林砚看着他们的背影,转身往裁霞坊走。手里的黄纸还带着清晨的微凉,他轻轻摸了摸纸边——刚才阿威用显真纸照桃木剑时,他能清晰地感受到纸里的“窥真”意念与桃木剑的“虚妄”相互碰撞,那是一种很奇妙的感应,让他对“剪纸显形”的理解又深了一层:不是纸有魔力,是“意”与“物”的本质产生了共鸣。
回到裁霞坊时,晨光已经洒满了桌案。林砚把剪纸工具放在桌上,重新铺好一张黄纸,拿起那柄尖细的小剪刀——指尖划过纸张的瞬间,比之前更流畅了,剪出来的“平安纹”边缘,还泛着一丝极淡的暖光。他知道,这是技艺精进的征兆,也是心境沉淀的结果。
文才端着一碗温水走进来,递给林砚:“林先生,您喝点水歇会儿吧。
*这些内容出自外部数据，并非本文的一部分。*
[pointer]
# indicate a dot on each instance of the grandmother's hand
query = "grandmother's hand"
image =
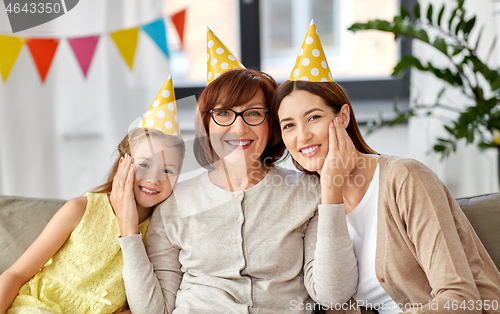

刚才我去保安队门口看了,那个骗子正趴在桌上写保证书呢,阿威队长盯着他,他连抬头的胆子都没有!”
林砚接过水,喝了一口,温水顺着喉咙流下去,心里暖暖的。他看着文才兴奋的样子,笑着说:“嗯,以后任家镇,不会再有这种骗子了。你刚才在裁霞坊外举着令牌护着我,很勇敢。”
文才被夸得脸都红了,挠着头嘿嘿笑:“我就是…就是不想让他欺负您。以后我还要更勇敢,像九叔和您一样,用真本事保护任家镇的人。”
林砚点了点头,拿起剪好的平安纹,对着阳光照了照——纹路清晰,暖光柔和。他知道,这张纸贴在镇民家里,不仅能镇宅,还能让大家更安心。窗外的阳光越来越暖,落在桌案上的剪纸上,映出细碎的光点,像撒了一把星星,安静又明亮。